Are Britain’s businesses finally seeing a route to credit?
The final quarter of 2013 saw a dramatic rise in the level of loans available to businesses and the trend is set to escalate in the early part of this year, according to the Bank of England.
It would appear the “significant” increase in the number of credit options available to businesses occurred regardless of business size or type.
The credit conditions survey from the bank suggested the improving state of the economy is driving the change, with many businesses now able to access much needed finance.
Lenders have increased the number of corporate loans for a fifth successive quarter, while the ratio of these loans going to small businesses has also risen.
Shift in the lending landscape
The BoE announced changes to the Funding for Lending scheme in the latter part of 2013, with a focus now on business rather than mortgage lending.
Bank Governor Mark Carney will therefore be hoping that the acceleration seen in recent months will continue, with credit availability to small firms now close to its highest level recorded.

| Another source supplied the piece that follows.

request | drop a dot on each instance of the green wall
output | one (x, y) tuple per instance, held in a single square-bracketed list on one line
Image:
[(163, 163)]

The Bank only starting probing businesses on the matter three years ago, but a greater number of finance lenders are now providing finance.
However, the cost of loans has barely shifted when compared to falling credit spreads for larger companies, suggesting all is not well just yet.

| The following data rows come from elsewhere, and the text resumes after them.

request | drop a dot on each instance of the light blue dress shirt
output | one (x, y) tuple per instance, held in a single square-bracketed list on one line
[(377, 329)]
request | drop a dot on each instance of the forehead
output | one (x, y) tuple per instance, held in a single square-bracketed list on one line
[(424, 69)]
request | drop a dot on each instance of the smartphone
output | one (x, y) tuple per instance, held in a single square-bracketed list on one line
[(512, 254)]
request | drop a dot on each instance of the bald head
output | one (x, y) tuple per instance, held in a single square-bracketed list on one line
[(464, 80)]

A lack of finance can pose a significant risk to businesses and in some cases it might even be wise to turn to an insolvency practitioner.
If lending to businesses is set to increase, then the number of complaints by businesses highlighting issues concerning finance should decrease considerably.
The survey contradicts figures released by the Bank in November that said business lending fell by £4.7 billion in that month, suggesting that increased availability is yet to impact real-term lending.
But having the options there to lend is the first part of the battle, so the pathway could be clear for significant improvements to occur throughout 2014.